Der fünfte Schritt: die Möglichkeiten

Allerdings bringt es gar nichts, wenn man schnell eine Nachricht und alle Unterlagen für das Landesjustizprüfungsamt vorbereitet und sich für den nächsten Versuch meldet. Dieser Ehrgeiz ist zwar sehr schön, aber eventuell unangebracht. Zunächst sollte man sich verdeutlichen, dass der folgende Versuch, sofern man nicht einen Freiversuch hatte, der letzte Versuch ist. Besteht man diesen nicht, so ist die juristische Staatsprüfung endgültig nicht bestanden und weitere Möglichkeiten sind nicht vorhanden. Dann muss man sich tatsächlich neuorientieren und andere Wege finden. Aber soweit soll es nicht kommen, sodass man sich ein wenig Zeit nehmen sollte.
Obwohl man nun die Klausuren des Examens analysiert hat, sollte man dies noch ein weiteres Mal tun, um wirklich sicher zu sein, in welchen Bereichen man noch schwerwiegende Fehler macht.
Danach sollte man reflektieren, wie die erste Examensvorbereitung ablief und den nächsten Versuch anders vorbereiten. Hat man also zum ersten Versuch alleine gelernt, sollte man nun überlegen einen Repetitor aufzusuchen oder eine Lerngruppe zu finden. War man hingegen zuvor bei einem kommerziellen Repetitorium, so kommt nun die Einzelvorbereitung in Betracht, die eventuell durch einen kostenpflichtigen Tutor unterstützt werden kann, der der Kontrolle dient. Wichtig ist nur, dass man sich anders vorbereitet, da sich die erste Lerntechnik offensichtlich als fehlerhaft herausgestellt hat.

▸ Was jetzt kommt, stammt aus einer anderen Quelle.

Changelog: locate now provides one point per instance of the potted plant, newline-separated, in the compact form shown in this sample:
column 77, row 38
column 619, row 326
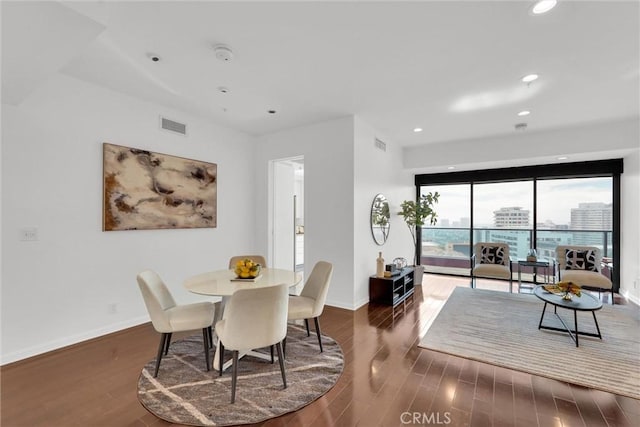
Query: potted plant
column 415, row 215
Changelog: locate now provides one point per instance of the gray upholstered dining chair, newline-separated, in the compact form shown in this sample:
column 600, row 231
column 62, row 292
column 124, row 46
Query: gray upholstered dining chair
column 582, row 265
column 310, row 303
column 253, row 318
column 168, row 317
column 259, row 259
column 491, row 260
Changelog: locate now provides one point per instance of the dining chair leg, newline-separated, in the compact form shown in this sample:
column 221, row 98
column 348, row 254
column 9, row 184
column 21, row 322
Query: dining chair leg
column 205, row 341
column 234, row 376
column 221, row 359
column 281, row 360
column 317, row 321
column 166, row 344
column 163, row 338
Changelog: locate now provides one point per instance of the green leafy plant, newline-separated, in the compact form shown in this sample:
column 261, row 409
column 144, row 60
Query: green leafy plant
column 416, row 214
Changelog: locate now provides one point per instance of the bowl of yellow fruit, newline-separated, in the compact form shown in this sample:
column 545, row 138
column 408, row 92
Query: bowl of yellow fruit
column 247, row 269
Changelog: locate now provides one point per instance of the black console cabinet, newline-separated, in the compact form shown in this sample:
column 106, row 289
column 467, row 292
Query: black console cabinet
column 391, row 290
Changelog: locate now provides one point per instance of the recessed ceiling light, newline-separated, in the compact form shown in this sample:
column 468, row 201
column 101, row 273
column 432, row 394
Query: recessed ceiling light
column 543, row 6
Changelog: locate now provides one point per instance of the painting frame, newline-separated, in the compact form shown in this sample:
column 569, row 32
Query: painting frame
column 147, row 190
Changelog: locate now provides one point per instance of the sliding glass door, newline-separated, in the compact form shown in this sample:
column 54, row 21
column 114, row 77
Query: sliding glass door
column 537, row 207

Der sechste Schritt: der zweite Versuch

Wenn alle diese Punkte geklärt sind, sollte man sich an die Vorbereitung des zweiten und damit letzten Versuchs machen. Man sollte sich ca. ein halbes Jahr bis eineinhalb Jahre für die erneute Vorbereitung Zeit nehmen. Sicherlich gibt es auch immer wieder Personen, die gleich in den nächsten Prüfungsgang gehen und diesen bestehen. Aber das Risiko ist recht hoch. Auf der anderen Seite sollte man auch nicht zu lange mit der Anmeldung warten, weil sonst ein Angstgefühl entwickelt werden könnte, das einen am zweiten Versuch innerlich hindert und blockiert. Anschließend sollte man sich gewissenhaft vorbereiten und die in den Examensgutachten monierten Fehler und Bereiche aufarbeiten. Auch die Bereiche, die man nicht so gerne mag, sollte man noch einmal ausführlich bearbeiten.
Wenn man meint, die Grundlagen und die Systematik verstanden zu haben, ist es Zeit für den zweiten Versuch! Und auch, wenn man Jura unendlich lange vorbereiten könnte, wird dieser Zeitpunkt kommen. Wichtig ist nur, dass man zu sich selbst ehrlich und für die Leistung objektiv ist.

Ich wünsche allen für ihren zweiten Versuch viel Kraft, Erfolg und Durchhaltevermögen!